Now, two years later, the story has come to a conclusion. The Guardian reports that Foster will not have his day in court over allegations that he hacked the NightJack blogger’s email account, and has accepted a caution under the Computer Misuse Act.
“Any decision by the CPS does not imply any finding concerning guilt or criminal conduct; the CPS makes decisions only according to the test set out in the Code for Crown Prosecutors and it is applied in all decisions on whether or not to prosecute,” said Gregor McGill, a senior lawyer at the CPS.
“In relation to the allegation of unauthorised computer access, that individual has been cautioned for an offence contrary to Section 1 of the Computer Misuse Act 1989. The evidence was considered carefully in accordance with the Code for Crown Prosecutors and the DPP’s guidelines on the public interest in cases affecting the media. In accepting a caution an individual accepts responsibility for the offending set out.”
The Guardian reports Foster as describing the police investigation as “heavy-handed” and a “nightmare”.
Foster said he did not know whether he would have been in charged if he had rejected the caution, but added that he could not “in good conscience” have risked putting his family “through many more months of heartache, and mounting legal costs”.
Foster has been unable to pursue his career as a journalist while in legal limbo over the past two years.
“No one should ever have to suffer the extrajudicial punishment of two years on police bail, and my sympathies are with others still languishing in this invidious position,” he said.

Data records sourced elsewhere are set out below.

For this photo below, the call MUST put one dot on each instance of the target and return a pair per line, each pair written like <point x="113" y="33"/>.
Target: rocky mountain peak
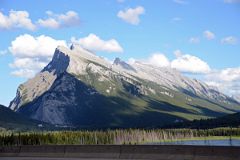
<point x="123" y="64"/>
<point x="60" y="61"/>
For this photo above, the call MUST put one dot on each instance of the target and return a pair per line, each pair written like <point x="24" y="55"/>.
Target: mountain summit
<point x="78" y="88"/>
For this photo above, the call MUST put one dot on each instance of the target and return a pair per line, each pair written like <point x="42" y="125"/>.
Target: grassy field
<point x="130" y="136"/>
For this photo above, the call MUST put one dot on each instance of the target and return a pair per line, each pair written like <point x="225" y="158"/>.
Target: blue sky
<point x="199" y="38"/>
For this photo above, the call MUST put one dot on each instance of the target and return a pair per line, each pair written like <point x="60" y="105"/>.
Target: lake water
<point x="225" y="142"/>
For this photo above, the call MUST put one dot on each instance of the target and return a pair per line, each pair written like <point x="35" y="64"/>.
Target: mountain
<point x="231" y="120"/>
<point x="79" y="89"/>
<point x="10" y="120"/>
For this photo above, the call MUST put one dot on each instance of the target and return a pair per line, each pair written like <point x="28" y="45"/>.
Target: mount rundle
<point x="79" y="89"/>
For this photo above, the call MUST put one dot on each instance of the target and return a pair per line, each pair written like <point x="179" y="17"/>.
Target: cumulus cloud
<point x="159" y="59"/>
<point x="194" y="40"/>
<point x="226" y="80"/>
<point x="232" y="1"/>
<point x="16" y="19"/>
<point x="95" y="43"/>
<point x="54" y="21"/>
<point x="176" y="19"/>
<point x="189" y="64"/>
<point x="3" y="52"/>
<point x="209" y="35"/>
<point x="131" y="15"/>
<point x="120" y="1"/>
<point x="32" y="53"/>
<point x="229" y="40"/>
<point x="180" y="1"/>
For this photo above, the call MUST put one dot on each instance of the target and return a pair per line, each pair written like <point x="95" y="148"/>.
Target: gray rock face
<point x="78" y="88"/>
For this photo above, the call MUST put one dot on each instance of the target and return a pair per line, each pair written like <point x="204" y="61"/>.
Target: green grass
<point x="130" y="136"/>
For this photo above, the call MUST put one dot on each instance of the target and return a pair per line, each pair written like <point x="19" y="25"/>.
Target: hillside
<point x="11" y="120"/>
<point x="79" y="89"/>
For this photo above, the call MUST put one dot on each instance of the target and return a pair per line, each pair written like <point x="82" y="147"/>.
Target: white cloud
<point x="131" y="15"/>
<point x="178" y="53"/>
<point x="232" y="1"/>
<point x="180" y="1"/>
<point x="54" y="21"/>
<point x="95" y="43"/>
<point x="32" y="53"/>
<point x="229" y="40"/>
<point x="194" y="40"/>
<point x="176" y="19"/>
<point x="120" y="1"/>
<point x="3" y="52"/>
<point x="159" y="59"/>
<point x="29" y="46"/>
<point x="209" y="35"/>
<point x="16" y="19"/>
<point x="189" y="64"/>
<point x="226" y="80"/>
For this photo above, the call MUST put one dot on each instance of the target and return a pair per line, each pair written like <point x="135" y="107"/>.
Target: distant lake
<point x="209" y="142"/>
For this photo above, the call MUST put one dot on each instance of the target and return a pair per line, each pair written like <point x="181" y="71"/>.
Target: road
<point x="44" y="158"/>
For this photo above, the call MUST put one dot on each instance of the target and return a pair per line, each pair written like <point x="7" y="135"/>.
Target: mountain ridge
<point x="138" y="90"/>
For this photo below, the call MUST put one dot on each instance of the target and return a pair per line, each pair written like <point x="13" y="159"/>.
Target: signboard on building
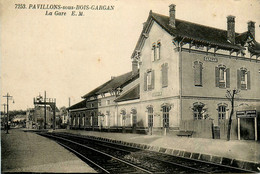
<point x="246" y="114"/>
<point x="210" y="59"/>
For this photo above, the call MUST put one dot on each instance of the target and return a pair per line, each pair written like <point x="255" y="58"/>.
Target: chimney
<point x="251" y="28"/>
<point x="172" y="16"/>
<point x="231" y="29"/>
<point x="134" y="66"/>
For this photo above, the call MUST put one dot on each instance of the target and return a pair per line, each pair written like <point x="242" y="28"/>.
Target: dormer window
<point x="243" y="78"/>
<point x="198" y="73"/>
<point x="149" y="80"/>
<point x="156" y="51"/>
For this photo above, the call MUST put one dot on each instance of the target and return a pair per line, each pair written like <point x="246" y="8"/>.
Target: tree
<point x="231" y="96"/>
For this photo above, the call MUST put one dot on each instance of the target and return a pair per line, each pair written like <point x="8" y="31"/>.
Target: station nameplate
<point x="246" y="114"/>
<point x="210" y="59"/>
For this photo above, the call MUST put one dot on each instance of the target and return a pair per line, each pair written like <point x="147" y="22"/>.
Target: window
<point x="165" y="110"/>
<point x="159" y="50"/>
<point x="107" y="118"/>
<point x="197" y="73"/>
<point x="150" y="116"/>
<point x="222" y="75"/>
<point x="149" y="80"/>
<point x="134" y="117"/>
<point x="222" y="112"/>
<point x="243" y="79"/>
<point x="83" y="120"/>
<point x="123" y="116"/>
<point x="156" y="51"/>
<point x="165" y="75"/>
<point x="198" y="111"/>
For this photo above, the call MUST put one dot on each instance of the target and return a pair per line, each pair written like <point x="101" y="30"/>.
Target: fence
<point x="201" y="128"/>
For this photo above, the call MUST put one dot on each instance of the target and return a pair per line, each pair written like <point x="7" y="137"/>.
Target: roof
<point x="78" y="105"/>
<point x="113" y="84"/>
<point x="132" y="94"/>
<point x="193" y="31"/>
<point x="94" y="92"/>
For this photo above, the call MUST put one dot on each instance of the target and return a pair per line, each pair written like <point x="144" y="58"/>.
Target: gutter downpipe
<point x="180" y="76"/>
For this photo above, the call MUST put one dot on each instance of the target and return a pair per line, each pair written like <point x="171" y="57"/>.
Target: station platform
<point x="28" y="152"/>
<point x="245" y="153"/>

You can read a full statement from Patrick Foster here.
But then, I don’t believe that anyone should ever have to suffer having their email accounts hacked into either – especially by people working for news agencies that should really be working to a higher standard than that.

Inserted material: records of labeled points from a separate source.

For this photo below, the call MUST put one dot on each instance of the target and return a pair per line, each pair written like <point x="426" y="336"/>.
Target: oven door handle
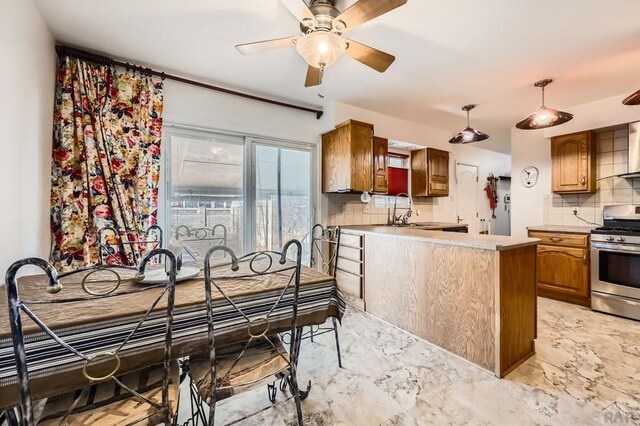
<point x="615" y="247"/>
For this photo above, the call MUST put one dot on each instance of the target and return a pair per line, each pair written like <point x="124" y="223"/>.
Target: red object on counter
<point x="398" y="180"/>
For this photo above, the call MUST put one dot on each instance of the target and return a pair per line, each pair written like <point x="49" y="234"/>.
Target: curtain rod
<point x="105" y="60"/>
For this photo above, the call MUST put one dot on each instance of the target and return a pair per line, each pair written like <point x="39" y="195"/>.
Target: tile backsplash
<point x="611" y="159"/>
<point x="347" y="209"/>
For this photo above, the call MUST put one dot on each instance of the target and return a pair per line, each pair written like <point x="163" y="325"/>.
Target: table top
<point x="101" y="326"/>
<point x="187" y="293"/>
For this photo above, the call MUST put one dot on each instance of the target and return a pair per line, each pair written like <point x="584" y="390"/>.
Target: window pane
<point x="206" y="194"/>
<point x="283" y="197"/>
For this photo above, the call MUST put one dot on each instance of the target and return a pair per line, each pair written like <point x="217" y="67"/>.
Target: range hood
<point x="634" y="151"/>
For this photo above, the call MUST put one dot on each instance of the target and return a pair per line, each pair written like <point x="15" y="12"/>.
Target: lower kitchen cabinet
<point x="562" y="267"/>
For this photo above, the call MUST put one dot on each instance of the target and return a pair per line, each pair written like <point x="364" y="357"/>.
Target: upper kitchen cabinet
<point x="429" y="173"/>
<point x="573" y="162"/>
<point x="380" y="156"/>
<point x="348" y="158"/>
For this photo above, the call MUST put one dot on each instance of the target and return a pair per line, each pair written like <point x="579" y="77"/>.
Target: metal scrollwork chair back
<point x="325" y="248"/>
<point x="100" y="362"/>
<point x="129" y="247"/>
<point x="217" y="235"/>
<point x="325" y="245"/>
<point x="259" y="354"/>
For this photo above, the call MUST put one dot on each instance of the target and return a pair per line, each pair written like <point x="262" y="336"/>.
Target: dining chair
<point x="201" y="236"/>
<point x="108" y="395"/>
<point x="256" y="356"/>
<point x="325" y="246"/>
<point x="128" y="247"/>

The police, the proper crime-fighting authorities, have the ability and the means to lawfully access email communications as part of their investigations. If journalists believe some wrongdoing may be occurring, they should probably be presenting their evidence to the police first, rather than flexing their hacking talents.
After all, it’s easy to imagine how evidence could become corrupted – or could be argued to have become tainted or compromised – if unauthorised third parties have had access to it.
Maybe we’re living in a different world now, following the sentences handed down to some of those who were involved in voicemail hacking at the News of the World.
But I worry that some journalists may still think that the “public interest” argument magically gives them the right to hack into anybody’s email account. The occasions when it might be right, and can be justified by “public interest” arguments, are probably very few and far between.
Remember this, whether you’re a journalist or not, just because you can hack into somebody’s account doesn’t mean that you should. Accessing someone’s email account without their permission is illegal, and you could end up with a criminal sentence.